One of the beautiful things about life in Los Angeles is the access to good ethnic markets. My favorites are the Armenian strip mall marts that pepper the San Fernando Valley, the Greek boutique spots in Santa Monica, the Italian delis that sprawl the East and West sides and the Asian clusters in Little Osaka, Gardena and Little Tokyo. With a spoiled palate, I tend to shop for my most basic needs at the local VONS while preferring trips to these multicultural treasure chests for everything else. Because of this, if you took one look in our kitchen cupboard you would think that I was an old macrobiotic Chinese man and that the Cute Gardener was really a portly Italian chef de cuisine.

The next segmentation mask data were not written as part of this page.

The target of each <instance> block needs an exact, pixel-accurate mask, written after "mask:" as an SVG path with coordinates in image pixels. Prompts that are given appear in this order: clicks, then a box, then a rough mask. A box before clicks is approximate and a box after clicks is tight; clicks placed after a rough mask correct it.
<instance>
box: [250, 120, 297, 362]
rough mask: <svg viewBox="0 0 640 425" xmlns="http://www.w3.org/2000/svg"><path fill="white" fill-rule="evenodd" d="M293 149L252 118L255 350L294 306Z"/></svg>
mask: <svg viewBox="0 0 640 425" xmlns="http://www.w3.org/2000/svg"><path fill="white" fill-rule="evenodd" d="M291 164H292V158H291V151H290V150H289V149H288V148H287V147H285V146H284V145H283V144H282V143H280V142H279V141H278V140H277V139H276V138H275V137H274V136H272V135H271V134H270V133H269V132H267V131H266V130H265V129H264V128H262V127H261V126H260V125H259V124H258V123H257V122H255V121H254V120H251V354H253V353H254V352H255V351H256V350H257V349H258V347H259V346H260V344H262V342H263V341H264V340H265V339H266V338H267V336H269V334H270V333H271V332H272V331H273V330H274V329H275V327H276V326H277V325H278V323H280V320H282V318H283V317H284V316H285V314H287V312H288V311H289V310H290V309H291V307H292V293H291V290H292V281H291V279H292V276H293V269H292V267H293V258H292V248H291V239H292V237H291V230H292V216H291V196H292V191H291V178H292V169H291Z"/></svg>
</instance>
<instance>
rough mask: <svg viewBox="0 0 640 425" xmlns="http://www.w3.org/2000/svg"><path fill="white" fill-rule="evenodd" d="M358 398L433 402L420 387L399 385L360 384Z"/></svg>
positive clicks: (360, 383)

When we visit these markets, we also like to plan other activities in the area that revolve around food into our jaunt. Recently, we took an early morning field trip to Little Tokyo on the hunt for some groceries and found so much more. We started out in downtown L.A. in the flower district looking for a sewing needle at an industrial art supply store. I never knew the neighborhood existed and it was a thrill to watch the bustle of event planners, dinner party throwers, and pushy men and women cramming into warehouses and roll up garage door spaces for fresh orchids and potted plants galore in the stark beaming sunshine. Rolling into Little Tokyo, we stopped at Frances Bakery. Their most famous item is their signature donut, which is really what L.A. is currently raving about being the ultra-trendy cronut. Although most of their items were gone by the time we walked in (bare cases must portend that we need to go back and try their pastries), I fell head over heels with their macarons, of which I sumptuously enjoyed a green tea and coconut variety. We then went to the new Marugame Monzo for udon and were delighted by the housemade noodles and the wickedly, textural tempuras. With bellies full, we ventured into the cause of our field trip – Woori Market.
My mission was simple: a tub of miso for soups and sauces, anything I could find made out of matcha green tea chocolate (yes, I plunked down way too much money for matcha Kit Kats), rice wine vinegar for dressings, toasted rice tea, salted umeboshi plums to drink in soda water as an aid to digestion, and sheets of dried nori to add to rice dishes and stir fries. While I was shopping, the CG was on a hunt of his own, one in which I benefited from lavishly later that night at home.
The CG has a knack of taking simple ingredients and creating a world-class meal out of them. Typically, this is done Italian style with simple, fresh things plucked from his garden and mixed with pasta. But this meal was straight out of one of our favorite Japanese restaurants only for about one fourth of the price. Green beans, a Japanese cucumber and Crenshaw melon were plucked right from the backyard while everything else came straight from that day’s shopping trip and included: tofu, yellowtail (cut into sashimi), eel, king trumpet mushrooms (pan sautéed to buttery perfection), uni, rice and seaweed to roll various bites of it all up in. A nice bottle of sake helped us wash it all down.
As much as we eat out to try new things, I am convinced that my favorite foodie moments are when we decide to step out of our box, hunt for meals inspired by our most memorable trips to restaurants, and then try to recreate the experiences for ourselves at home.